Using a machine learning model to risk stratify for the presence of significant liver disease in a primary care population

Abstract

Background: Current strategies for detecting significant chronic liver disease (CLD) in the community are based on the extrapolation of diagnostic tests used in secondary care settings. Whilst this approach provides clinical utility, it has limitations related to diagnostic accuracy being predicated on disease prevalence and spectrum bias, which will differ in the community. Machine learning (ML) techniques provide a novel way of identifying significant variables without preconceived bias. As a proof-of-concept study, we wanted to examine the performance of nine different ML models based on both risk factors and abnormal liver enzyme tests in a large community cohort. Methods: Routine demographic and laboratory data was collected on 1,453 patients with risk factors for CLD, including high alcohol consumption, diabetes and obesity, in a community setting in Nottingham (UK) as part of the Scarred Liver project. A total of 87 variables were extracted. Transient elastography (TE) was used to define clinically significant liver fibrosis. The data was split into a training and hold out set. The median age of the cohort was 59, mean body mass index (BMI) 29.7 kg/m2, median TE 5.5 kPa, 49.2% had type 2 diabetes and 20.3% had a TE >8 kPa. Results: The nine different ML models, which included Random Forrest classifier, Support Vector classification and Gradient Boosting classifier, had a range of area under the curve (AUC) statistics of 0.5 to 0.75. Ensemble Stacker model showed the best performance, and this was replicated in the testing dataset (AUC 0.72).

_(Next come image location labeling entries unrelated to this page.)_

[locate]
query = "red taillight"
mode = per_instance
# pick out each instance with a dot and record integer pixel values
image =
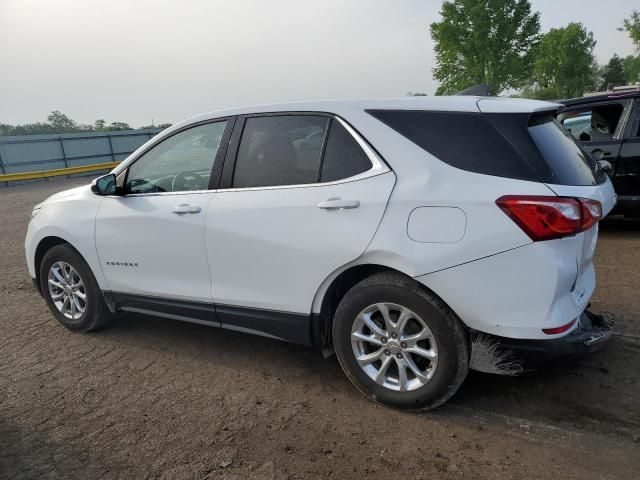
(545, 217)
(561, 329)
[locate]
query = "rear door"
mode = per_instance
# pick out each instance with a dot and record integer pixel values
(599, 128)
(627, 180)
(304, 195)
(150, 240)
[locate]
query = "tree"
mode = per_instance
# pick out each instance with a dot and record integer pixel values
(564, 64)
(631, 66)
(632, 26)
(60, 122)
(613, 74)
(484, 41)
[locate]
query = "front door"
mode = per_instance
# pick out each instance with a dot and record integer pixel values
(599, 129)
(306, 198)
(150, 240)
(628, 172)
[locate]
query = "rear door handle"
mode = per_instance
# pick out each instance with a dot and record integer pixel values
(186, 208)
(338, 203)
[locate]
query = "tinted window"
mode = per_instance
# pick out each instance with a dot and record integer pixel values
(597, 122)
(570, 164)
(343, 157)
(280, 150)
(181, 162)
(502, 144)
(464, 140)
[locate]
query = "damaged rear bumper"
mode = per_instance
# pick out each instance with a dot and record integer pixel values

Recursive feature elimination found eight variables had a significant impact on model output. The model had superior sensitivity (74%) compared to specificity (60%). Conclusions: ML shows encouraging performance and highlights variables that may have bespoke value for diagnosing community liver disease. Optimising how ML algorithms are integrated into clinical pathways of care and exploring new biomarkers will further enhance diagnostic utility.